Now, in this function, you need to read the spreadsheet, which you obtain using the ID at the end of the spreadsheet’s URL (the big string of numbers and letters). Once you have the whole spreadsheet, you will also want to grab the specific sheet of the spreadsheet where your data is, and the data range of that sheet. In the following code, we’re getting the first (0th) sheet in the spreadsheet.

// Access your spreadsheet and its data:
var YourSpreadsheet = SpreadsheetApp.openById("ID from your sheet's URL");
var dataSheet = YourSpreadsheet.getSheets()[0]; // first sheet
var data = dataSheet().getValues();

Now, iterate through the sheet’s rows and store each column to a specific variable in the JSON object we’re outputting.

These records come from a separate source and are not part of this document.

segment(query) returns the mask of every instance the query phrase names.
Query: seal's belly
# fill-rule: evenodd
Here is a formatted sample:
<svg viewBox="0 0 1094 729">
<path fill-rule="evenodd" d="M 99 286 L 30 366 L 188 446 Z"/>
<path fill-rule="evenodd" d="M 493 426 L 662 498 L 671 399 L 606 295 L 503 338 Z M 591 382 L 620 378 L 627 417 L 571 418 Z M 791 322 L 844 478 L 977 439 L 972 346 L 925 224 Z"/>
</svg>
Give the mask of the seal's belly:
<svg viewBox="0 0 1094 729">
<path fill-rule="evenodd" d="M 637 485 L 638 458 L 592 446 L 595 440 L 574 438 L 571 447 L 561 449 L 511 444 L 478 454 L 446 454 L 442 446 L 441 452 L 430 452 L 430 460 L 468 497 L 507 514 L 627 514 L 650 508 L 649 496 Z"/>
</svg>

// Create new JSON object to import to Firebase:
var dataToImport = {};
for(var i = 1; i < data.length; i++) {
   dataToImport[gradeNumber] = {
      lessonName: data[i][0],
      gradeLevel: data[i][1],
      subject: data[i][2]
  };
}

Finally, you need to add your new JSON object to your Firebase database. We’ll add it under the name Lesson. If an object already exists under Lesson, this will overwrite that object. However, since we’ll only be maintaining this object from the Google Sheet, we’re not worried about any data loss — any overwrites will simply be keeping Firebase up to date with the spreadsheet. To write the dataToImport JSON object to Firebase under the key Lesson, we’ll use the base variable we created earlier, like this:

base.setData("Lesson", dataToImport);

Combining all this gives us this function:

function writeDataToFirebase() {
 var firebaseUrl = "https://_________.firebaseio.com/";
 var secret = "Your database secret from Project Settings > Database";
 var base = FirebaseApp.getDatabaseByUrl(firebaseUrl, secret);

 // Access your spreadsheet and its data:
 var YourSpreadsheet = SpreadsheetApp.openById("ID from your sheet's URL");
 var dataSheet = YourSpreadsheet.getSheets()[1];
 var data = dataSheet().getValues();

 // Create new JSON object to import to Firebase:
 var dataToImport = {};
 for(var i = 1; i < data.length; i++) {
    dataToImport[gradeNumber] = {
       lessonName: data[i][0],
       gradeLevel: data[i][1],
       subject: data[i][2]
    };
 }
 
 // Add data to Firebase:
 base.setData("Lesson", dataToImport);
}

The final touch is to make our function get called each time the spreadsheet is updated. You can do this by clicking the Resources menu in the Google Apps Script editor and selecting Current project’s triggers. Use this tool to add triggers that will call your function based on certain events. You can have the function get called whenever the spreadsheet is edited (or when other key events happen to the spreadsheet, like changes or opens) or you can have the function get called at certain time intervals.

With this new, more familiar interface set up, the database is ready to face the clients as a content management system with little risk of invalid data formatting (use Google Sheets’s data validation features to reduce that risk even further).